Jeffrey Wilson has at one time worked as an actor, a firefighter, a paramedic, a jet pilot, a diving instructor, a Naval Officer, and a Vascular and Trauma Surgeon. He also served numerous tours in Iraq and Afghanistan as a Navy combat surgeon, deploying with an East Coast-based SEAL Team as part of a Joint Special Operations Task Force. The co-author of several #1-selling thrillers, he goes solo for his military thriller War Torn. Based on personal experiences, War Torn details a young man’s crisis of faith after a tour of combat duty in Afghanistan turns tragic. In this interview, Jeffrey shares the facts behind the fiction, the challenges for a Christian author writing about violent events, and the ministerial heart behind the project…
Jeffrey, War Torn is based on your personal experiences. How much of this book is “what happened” vs you wrote a story “inspired” by certain real events?
For sure, I’d have to say that this is inspired much more than what happened in terms of the story events. My own deployments and the events leading to my own crisis of faith are pretty different from those that Jake experiences in War Torn.
I intentionally wrote Jake as the “Everyman” kind of soldier, because it was important to me that he be relatable to very diverse cross section of war time experience. Anyone who has suffered loss or seen death or taken a life in a war zone can related to the things Jake experiences.
Had I written this from the perspective an elite Navy SEAL, as I do in my other works such as the Tier One series, it may have been more exciting and entertaining, but it would have resonated with a much smaller population of war fighters.
The feelings of loss, the guilt, the questions about where God is in the horrors or war, why a loving God could allow such things—these are more universal, and for certain I drew heavily on my personal experiences in this part of the book than in the earlier chapters.
My wife Wendy was a huge part of my finding my way back to God, and her own of dealing with all that we went through heavily informs the struggles of Rachel in the book. And I could never have come close to writing the story of the pastors in the book without close counsel from my good friends Pastor Chris Bonham and Pastor Craig Altman.
So, there are a lot of true stories and emotions wrapped up in the story of Jake and Rachel, as well as Craig and Chris, but the details of the story are just that, a story designed to resonate broadly with those who have their own stories and struggles.
You’ve written a number of thrillers as a co-author.
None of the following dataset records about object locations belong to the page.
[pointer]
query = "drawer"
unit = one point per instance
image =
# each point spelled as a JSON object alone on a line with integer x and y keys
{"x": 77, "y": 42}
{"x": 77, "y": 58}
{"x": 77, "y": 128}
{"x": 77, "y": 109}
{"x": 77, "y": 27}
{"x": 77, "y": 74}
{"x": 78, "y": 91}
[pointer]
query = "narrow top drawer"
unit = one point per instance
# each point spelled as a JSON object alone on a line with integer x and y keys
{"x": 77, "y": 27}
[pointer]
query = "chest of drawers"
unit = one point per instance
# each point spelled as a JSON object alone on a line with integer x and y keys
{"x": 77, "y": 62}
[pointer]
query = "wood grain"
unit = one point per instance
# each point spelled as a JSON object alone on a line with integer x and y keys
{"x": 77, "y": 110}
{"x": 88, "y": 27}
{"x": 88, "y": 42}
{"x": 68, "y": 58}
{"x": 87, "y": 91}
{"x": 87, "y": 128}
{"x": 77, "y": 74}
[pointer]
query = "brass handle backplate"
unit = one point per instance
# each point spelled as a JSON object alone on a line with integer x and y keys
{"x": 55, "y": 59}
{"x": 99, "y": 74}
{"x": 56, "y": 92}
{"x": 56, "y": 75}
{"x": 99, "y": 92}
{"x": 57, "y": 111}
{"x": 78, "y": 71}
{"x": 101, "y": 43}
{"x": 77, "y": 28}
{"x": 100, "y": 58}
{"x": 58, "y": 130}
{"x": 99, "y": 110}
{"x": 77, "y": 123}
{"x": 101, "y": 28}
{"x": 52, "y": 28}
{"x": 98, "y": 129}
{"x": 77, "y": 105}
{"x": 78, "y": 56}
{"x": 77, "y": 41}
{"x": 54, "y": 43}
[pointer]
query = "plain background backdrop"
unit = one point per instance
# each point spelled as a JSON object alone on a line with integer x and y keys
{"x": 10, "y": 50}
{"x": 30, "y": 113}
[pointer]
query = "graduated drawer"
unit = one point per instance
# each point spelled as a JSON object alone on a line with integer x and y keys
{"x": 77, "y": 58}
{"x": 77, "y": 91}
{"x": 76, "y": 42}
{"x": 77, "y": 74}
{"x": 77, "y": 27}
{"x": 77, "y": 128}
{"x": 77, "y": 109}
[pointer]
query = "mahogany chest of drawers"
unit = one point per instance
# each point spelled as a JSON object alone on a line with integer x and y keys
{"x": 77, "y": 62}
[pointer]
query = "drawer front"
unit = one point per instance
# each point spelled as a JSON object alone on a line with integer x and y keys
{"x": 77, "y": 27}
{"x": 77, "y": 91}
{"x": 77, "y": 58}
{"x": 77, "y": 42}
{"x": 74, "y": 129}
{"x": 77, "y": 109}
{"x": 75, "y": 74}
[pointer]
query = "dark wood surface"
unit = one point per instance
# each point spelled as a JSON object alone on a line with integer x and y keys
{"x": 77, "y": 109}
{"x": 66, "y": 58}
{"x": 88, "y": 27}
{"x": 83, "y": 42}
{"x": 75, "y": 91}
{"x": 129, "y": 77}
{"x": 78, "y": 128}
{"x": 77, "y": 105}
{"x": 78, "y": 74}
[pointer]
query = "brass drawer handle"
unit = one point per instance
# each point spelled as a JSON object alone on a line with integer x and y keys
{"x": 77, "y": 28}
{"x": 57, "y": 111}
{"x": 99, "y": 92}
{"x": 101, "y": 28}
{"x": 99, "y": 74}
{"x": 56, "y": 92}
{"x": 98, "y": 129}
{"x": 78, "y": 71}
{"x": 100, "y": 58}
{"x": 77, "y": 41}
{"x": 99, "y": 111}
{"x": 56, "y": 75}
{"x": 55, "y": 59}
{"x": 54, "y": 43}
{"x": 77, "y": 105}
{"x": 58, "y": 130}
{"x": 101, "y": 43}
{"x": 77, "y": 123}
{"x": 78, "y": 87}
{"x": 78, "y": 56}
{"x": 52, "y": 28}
What inspired you to write War Torn yourself? What are the pros and cons of writing vs. co-writing?
Brian and Andrews and I have certainly enjoyed considerable success as the co-author team for the bestselling Tier One series as Andrews and Wilson. That experience, and my close friendship with Brian, has been incredible, and both of us are certainly best known for that collaboration.
But we both wrote independently before and continue to do so now. The secret to our partnership in the Tier One series, the Nick Foley series, and the projects we have coming out over the next year, is that we both bring something to the table that the other can’t do as well alone. War Torn is my story, and not something that Brian could really help me with.
I will tell you it’s a real challenge now to write without Brian. He is an amazing and insightful writer that pushes me to be a better writer. We do less and less independent from each other these days, but this was a story I needed to tell on my own. If you have the write writing partner, as I truly do, writing as a team is amazing, and easy. The only advantage of writing solo for me now is if there is a story, such as this one, that I can only tell alone.
As an author, what lessons or traits did you carry from your co-authors into your own book?
There is no question that writing with Brian has made me a better writer. I hope he would say the same. The key to our partnership is there’s no ego and no pride. I know my strengths and my weaknesses, and so does he. When there’s something that he’s better at, I trust him to help craft that part of the book and make it even better, and vice versa.
But as you’re alluding to, after a time, you get better and improve your areas of weakness. Working with Brian has made me much more attentive to details of my prose and I think that’s helped me a lot. While I wrote War Torn on my own, there is still a ton of the Andrews-Wilson brand in the end product.